The wartime diary of Seiko Tanabe during her teenage years was found among personal possessions at her home, offering a glimpse into the late author’s early life and deep insight into her thoughts about that period of national turmoil.

Details of the diary will be published in the monthly magazine Bungei Shunju to be released June 10.

Tanabe, a prolific writer whose works include “Josee, the Tiger and the Fish,” died in June 2019 at the age of 91. 

Family members organizing her belongings at her home in Itami, Hyogo Prefecture, found the diary that covered the period from April 1, 1945, to March 10, 1947.

Tanabe was 17 years old when she started keeping the personal log in an A4 notebook.

The pages in the worn-looking notebook are now discolored and brownish with age, but Tanabe’s handwriting, seemingly with a fountain pen, remains visible.

She wrote on the cover of the notebook that “young days” pass quickly but they are precious because they are multicolored and offer a rich harvest.

Tanabe was a second-year student at a women’s professional school in Osaka Prefecture, today’s Osaka Shoin Women’s University, studying Japanese literature.

At one point, she and other students were mobilized to work in an aircraft parts factory.

In the diary, Tanabe documented her mixed emotions toward the wartime nation.

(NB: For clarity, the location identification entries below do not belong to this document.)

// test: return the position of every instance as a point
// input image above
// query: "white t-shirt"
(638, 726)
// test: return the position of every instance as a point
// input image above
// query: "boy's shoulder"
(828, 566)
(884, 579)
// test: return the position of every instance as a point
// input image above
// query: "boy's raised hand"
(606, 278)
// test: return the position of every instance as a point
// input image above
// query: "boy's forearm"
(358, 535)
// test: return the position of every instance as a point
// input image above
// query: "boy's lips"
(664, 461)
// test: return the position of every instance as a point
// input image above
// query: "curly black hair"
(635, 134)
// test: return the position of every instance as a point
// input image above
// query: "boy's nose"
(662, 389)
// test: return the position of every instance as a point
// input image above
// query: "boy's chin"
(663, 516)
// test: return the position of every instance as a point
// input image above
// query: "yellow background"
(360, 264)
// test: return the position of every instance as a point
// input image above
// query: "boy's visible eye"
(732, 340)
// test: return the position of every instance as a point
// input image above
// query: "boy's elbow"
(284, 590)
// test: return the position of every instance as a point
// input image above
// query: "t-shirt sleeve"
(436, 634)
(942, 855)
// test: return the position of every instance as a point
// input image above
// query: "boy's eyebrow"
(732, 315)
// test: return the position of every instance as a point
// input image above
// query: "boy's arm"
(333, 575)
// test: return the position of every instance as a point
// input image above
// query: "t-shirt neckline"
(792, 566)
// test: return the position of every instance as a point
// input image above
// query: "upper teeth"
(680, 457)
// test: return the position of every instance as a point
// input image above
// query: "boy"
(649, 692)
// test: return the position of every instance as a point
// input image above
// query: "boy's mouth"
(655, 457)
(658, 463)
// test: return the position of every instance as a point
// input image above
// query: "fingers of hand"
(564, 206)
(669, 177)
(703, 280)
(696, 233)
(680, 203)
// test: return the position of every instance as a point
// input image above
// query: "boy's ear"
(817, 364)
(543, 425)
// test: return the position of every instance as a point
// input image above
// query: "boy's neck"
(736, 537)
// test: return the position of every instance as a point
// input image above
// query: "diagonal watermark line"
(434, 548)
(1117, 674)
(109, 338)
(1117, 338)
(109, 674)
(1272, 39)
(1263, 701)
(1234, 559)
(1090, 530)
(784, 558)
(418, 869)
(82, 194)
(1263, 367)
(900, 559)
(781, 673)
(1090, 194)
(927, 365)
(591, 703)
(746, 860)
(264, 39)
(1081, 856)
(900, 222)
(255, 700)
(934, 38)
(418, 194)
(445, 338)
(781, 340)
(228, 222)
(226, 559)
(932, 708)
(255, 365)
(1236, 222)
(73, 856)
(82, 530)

In one entry, she praised kamikaze pilots for “blossoming beautiful flowers” in their youth.

But she also observed that the Japanese “are heading off only for a victory.” Under such circumstances, “individual hope does not count” and “everything--literature, music and art--is buffeted by the swirl of war.”

Her entry on Aug. 15, 1945, the day Japan surrendered, marked a drastic change of tone.

In big fat letters, she wrote that she “feels angry and sad at the same time” and the defeat “cut the bottom of my heart deep to the quick.”

Tanabe also described the day her Osaka home was burned to the ground in an air raid.